Uma pesquisa feita nos arquivos da polícia, por Alberto da Costa e Silva, no Rio de
Janeiro, demonstra as perseguições que existiam contra os “negros islamizados”,
dizendo que eram difíceis e irritantes de lidar, formavam uma facção insubmissa e
perigosa, sempre propensa a antagonizar as autoridades e a rebelar-se.
Roger Bastide e seu discípulo, Arthur Ramos, dizia que os muçulmis (mussurumis,
mussurumins, muslins) não eram muçulmanos verdadeiros, pois faziam práticas pagãs
que haviam trazido da África. E é mais interessante ainda verificar que apresentam
como provas de sincretismo práticas reguladas ou aceitas por ramos do Islam, como a
feitura de grigris, as pequeninas bolsas de couro contendo versículos do Alcorão, a
oração pela chuva, a crença nos jinns (gênios) e as tabuinhas de escrever, com
versículos do Alcorão escritos com giz (ou efum) que se lavavam, sendo a água, em
seguida, bebida pelos fiéis. Essa mesma prática é feita pelos Babalaôs ao riscarem
algum caractere representativo do Odu, no sistema oracular do Opelê Ifá, de forma a
melhorar a vida do consulente.
Os negros muçulmanos nunca foram tão numerosos no Rio quanto em Salvador, onde,
de acordo com Nina Rodrigues, um em cada três dos velhos africanos, antes da
insurreição de 1835 (Revolta dos Malês), era praticante do Islam. No Rio, como na
Bahia e noutros lugares do Brasil, os muçulmanos desprezavam a religião dos orixás e
seus seguidores, e os adeptos dos orixás zombavam das práticas religiosas daqueles.
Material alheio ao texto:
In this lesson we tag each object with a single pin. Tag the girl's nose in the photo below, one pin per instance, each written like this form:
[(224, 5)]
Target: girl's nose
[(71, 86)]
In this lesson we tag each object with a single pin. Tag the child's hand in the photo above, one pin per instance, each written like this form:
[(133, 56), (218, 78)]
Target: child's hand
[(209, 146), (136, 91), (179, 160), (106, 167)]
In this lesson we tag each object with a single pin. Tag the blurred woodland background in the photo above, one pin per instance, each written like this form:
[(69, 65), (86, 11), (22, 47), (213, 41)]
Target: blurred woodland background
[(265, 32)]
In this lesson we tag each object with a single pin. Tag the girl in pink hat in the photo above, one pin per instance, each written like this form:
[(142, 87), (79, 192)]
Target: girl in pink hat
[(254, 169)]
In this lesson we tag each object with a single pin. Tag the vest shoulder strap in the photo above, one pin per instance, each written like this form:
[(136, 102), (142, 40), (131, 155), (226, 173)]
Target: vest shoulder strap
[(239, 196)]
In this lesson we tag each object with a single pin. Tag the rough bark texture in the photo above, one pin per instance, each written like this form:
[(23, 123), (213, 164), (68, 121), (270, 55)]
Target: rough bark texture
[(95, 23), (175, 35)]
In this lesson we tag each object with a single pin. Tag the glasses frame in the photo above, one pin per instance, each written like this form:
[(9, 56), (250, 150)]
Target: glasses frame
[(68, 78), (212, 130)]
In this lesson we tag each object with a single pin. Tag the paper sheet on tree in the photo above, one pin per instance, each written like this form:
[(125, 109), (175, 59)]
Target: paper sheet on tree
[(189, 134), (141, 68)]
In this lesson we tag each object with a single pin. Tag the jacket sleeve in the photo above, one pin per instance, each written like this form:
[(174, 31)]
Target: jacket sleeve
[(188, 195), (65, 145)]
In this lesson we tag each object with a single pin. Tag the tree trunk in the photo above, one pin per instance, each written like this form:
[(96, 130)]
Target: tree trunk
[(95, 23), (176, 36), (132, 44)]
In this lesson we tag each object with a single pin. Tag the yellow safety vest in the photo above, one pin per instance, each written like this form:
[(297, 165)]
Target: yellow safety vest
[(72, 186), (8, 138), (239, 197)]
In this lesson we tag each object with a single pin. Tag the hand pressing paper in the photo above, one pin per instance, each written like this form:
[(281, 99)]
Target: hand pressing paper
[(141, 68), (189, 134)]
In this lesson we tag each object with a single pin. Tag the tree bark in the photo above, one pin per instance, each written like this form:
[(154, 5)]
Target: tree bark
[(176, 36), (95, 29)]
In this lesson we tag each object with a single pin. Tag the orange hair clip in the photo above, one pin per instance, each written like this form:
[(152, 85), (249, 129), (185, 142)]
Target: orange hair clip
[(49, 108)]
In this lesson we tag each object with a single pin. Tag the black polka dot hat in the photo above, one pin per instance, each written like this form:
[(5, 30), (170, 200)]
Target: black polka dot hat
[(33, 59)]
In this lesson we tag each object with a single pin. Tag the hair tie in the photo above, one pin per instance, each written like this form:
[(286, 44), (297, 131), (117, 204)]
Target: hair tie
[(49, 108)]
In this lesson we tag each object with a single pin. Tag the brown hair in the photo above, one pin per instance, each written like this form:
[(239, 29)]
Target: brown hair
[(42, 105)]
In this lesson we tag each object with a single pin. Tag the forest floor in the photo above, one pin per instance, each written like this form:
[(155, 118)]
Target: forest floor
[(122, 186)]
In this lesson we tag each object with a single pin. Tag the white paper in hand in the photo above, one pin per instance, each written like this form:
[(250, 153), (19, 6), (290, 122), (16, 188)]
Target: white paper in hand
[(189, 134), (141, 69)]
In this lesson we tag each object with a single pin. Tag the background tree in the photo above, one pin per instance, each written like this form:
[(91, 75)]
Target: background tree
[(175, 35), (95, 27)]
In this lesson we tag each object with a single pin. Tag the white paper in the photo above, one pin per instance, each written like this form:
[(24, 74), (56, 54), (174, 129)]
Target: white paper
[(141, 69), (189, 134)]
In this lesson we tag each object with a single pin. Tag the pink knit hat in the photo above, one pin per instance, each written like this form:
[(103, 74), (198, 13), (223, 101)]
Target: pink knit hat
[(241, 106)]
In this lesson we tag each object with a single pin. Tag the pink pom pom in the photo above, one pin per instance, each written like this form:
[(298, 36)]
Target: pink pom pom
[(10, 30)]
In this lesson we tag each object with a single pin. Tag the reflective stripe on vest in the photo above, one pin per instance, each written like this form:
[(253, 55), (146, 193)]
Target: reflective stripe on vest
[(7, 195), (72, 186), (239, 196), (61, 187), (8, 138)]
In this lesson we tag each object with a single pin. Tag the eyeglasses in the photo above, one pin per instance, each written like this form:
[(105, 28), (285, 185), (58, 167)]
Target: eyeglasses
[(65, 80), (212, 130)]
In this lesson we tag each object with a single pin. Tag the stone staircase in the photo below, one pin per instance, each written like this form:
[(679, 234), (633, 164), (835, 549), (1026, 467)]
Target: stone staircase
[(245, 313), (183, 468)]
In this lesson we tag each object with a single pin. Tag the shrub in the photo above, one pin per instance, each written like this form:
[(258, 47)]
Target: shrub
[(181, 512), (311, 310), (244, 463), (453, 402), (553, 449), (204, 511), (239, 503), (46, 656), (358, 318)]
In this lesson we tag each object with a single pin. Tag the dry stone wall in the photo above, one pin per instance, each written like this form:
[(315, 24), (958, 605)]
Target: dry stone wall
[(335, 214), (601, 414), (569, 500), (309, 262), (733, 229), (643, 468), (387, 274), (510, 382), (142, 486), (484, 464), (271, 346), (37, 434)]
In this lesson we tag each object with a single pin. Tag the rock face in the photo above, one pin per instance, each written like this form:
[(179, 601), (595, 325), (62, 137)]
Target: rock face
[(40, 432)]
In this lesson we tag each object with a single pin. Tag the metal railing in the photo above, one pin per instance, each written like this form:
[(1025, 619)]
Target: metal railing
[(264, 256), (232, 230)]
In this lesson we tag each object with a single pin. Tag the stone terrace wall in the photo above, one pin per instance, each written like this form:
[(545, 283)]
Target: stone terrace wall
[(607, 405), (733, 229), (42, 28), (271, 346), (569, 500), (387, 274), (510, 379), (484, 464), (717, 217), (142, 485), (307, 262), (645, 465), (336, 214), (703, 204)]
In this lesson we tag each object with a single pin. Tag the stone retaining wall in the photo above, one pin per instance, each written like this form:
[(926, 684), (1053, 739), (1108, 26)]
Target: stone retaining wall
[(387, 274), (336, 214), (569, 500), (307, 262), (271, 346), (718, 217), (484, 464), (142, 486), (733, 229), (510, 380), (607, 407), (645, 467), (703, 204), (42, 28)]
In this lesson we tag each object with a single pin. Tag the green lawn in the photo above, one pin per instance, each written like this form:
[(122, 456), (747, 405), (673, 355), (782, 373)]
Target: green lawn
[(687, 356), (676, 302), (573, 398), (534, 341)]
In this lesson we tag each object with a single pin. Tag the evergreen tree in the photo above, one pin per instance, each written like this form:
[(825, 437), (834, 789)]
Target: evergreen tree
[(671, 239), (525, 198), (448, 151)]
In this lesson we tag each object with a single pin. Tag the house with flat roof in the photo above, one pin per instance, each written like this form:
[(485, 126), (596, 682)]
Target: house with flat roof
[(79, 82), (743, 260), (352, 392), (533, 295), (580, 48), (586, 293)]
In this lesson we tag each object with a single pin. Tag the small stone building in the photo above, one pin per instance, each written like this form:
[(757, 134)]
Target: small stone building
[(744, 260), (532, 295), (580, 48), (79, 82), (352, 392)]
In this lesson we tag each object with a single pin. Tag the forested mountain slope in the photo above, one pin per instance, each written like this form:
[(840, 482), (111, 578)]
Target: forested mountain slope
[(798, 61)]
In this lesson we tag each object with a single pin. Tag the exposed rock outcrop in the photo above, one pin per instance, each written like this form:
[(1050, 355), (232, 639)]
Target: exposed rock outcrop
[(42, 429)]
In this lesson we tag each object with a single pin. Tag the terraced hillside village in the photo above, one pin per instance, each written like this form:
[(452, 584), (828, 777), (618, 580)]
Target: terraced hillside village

Embora os muçulmanos fossem geralmente respeitados como pessoas sérias e virtuosas,
eram também temidos pelo segredo que os cercavam. Diziam que eram feiticeiros de
grande conhecimento e que seus feitiços não podiam ser desfeitos, a não ser por um
alufá (sábio muçulmano).
A historiadora Andréa Nascimento afirma que “na cidade do Rio de Janeiro, alguns
cultos de origem afro-brasileira eram conhecidos popularmente pelo nome de
Macumba, e os grandes responsáveis pelo culto da Macumba Carioca eram os negros
muçulmanos, hauças e malês que se misturavam nos candomblés da cidade…” ( in
Salve Pai Pedra Preta: uma contribuição singela à trajetória do Babalorixá. Revista
Virtual de Humanidades. n. 4, Jul. Set. 1994).
A questão dos jinn (gênios), o uso de fórmulas mágicas de cura, os riscos nas tabuinhas,
a prática da astrologia e da numerologia, o uso de talismãs etc são frutos dessa grande
miscigenação que houve no Brasil. Isso também aconteceu e acontece na África.